Visa Inc. and Mastercard Inc. have agreed to pay a combined $197.5 million to settle a decade‑long class‑action lawsuit that accuses the two card networks of inflating ATM access fees for consumers and merchants. The settlement, filed on December 18, 2025, requires Visa to contribute approximately $104.6 million and Mastercard to contribute about $92.9 million, with the remaining balance distributed to the class members.
The $197.5 million settlement specifically addresses claims involving bank‑operated ATMs, covering fees paid between October 1, 2007 and July 26, 2024. A separate lawsuit involving independent, non‑bank ATMs has a different settlement amount and is still pending.

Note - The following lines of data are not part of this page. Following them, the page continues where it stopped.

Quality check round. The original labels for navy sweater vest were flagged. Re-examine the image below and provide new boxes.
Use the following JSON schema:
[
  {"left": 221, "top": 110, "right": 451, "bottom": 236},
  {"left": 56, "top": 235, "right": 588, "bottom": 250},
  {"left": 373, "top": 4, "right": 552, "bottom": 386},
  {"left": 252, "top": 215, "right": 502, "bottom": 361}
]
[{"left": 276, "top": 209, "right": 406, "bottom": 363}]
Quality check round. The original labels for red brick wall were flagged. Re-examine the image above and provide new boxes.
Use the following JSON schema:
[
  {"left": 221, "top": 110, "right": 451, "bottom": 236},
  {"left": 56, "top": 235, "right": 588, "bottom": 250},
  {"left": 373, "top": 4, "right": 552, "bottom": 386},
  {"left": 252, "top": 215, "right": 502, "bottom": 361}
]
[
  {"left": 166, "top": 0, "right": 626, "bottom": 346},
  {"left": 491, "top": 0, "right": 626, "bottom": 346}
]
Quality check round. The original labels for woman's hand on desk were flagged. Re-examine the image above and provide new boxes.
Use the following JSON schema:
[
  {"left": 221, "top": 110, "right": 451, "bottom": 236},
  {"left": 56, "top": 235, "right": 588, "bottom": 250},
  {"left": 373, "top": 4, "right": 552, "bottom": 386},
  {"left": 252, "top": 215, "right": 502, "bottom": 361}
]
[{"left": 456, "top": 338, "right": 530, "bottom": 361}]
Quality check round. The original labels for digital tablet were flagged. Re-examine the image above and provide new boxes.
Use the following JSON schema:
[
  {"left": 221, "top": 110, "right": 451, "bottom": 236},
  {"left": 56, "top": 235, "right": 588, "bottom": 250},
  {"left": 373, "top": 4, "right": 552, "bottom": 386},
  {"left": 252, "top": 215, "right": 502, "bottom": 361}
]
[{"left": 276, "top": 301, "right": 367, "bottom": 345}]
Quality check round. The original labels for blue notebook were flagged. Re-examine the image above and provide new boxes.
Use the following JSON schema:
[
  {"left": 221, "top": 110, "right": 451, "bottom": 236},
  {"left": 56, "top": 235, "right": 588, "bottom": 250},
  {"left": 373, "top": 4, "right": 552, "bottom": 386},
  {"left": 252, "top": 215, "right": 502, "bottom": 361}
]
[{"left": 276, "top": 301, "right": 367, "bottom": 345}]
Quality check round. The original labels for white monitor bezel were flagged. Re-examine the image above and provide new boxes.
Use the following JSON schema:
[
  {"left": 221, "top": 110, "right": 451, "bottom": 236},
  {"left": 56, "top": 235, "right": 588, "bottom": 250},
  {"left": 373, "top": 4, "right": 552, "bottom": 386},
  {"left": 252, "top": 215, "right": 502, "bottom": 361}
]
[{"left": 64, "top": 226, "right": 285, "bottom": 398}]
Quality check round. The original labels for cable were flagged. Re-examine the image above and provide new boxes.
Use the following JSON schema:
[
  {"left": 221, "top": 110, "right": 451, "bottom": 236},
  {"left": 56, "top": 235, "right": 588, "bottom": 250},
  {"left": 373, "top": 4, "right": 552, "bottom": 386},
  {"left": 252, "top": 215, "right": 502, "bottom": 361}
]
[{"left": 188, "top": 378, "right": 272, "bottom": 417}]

Both Visa and Mastercard have consistently denied any wrongdoing, stating that the settlement was reached to avoid the costs and uncertainties of prolonged litigation.
While the payout is sizable, it represents a small fraction of each company’s annual revenue—Visa’s 2023 revenue was $32.7 billion and Mastercard’s was $25.1 billion—making the outflow manageable within their overall financial profiles. The settlement also includes a legal‑fee provision that allows plaintiffs’ attorneys to receive up to 30% of the fund, with the court awarding $49.4 million in fees.
This resolution is part of a broader antitrust saga that includes a $66.7 million settlement with banks and ongoing litigation from independent ATM owners and a U.S. Department of Justice antitrust case over debit‑card market dominance. The payout is expected to be distributed between December 2025 and April 2026, following final court approval on June 20, 2025.
The settlement underscores the regulatory scrutiny Visa and Mastercard face over network rules that critics argue restrict competition and keep ATM fees high. By resolving the bank‑operated ATM claims, the companies aim to mitigate further legal exposure while maintaining their global payment network operations.
The settlement’s impact on the companies’ financial statements will be reflected as a cash outflow and a related liability in the period in which the court approval is finalized, but it is unlikely to materially alter their long‑term earnings trajectory or strategic outlook.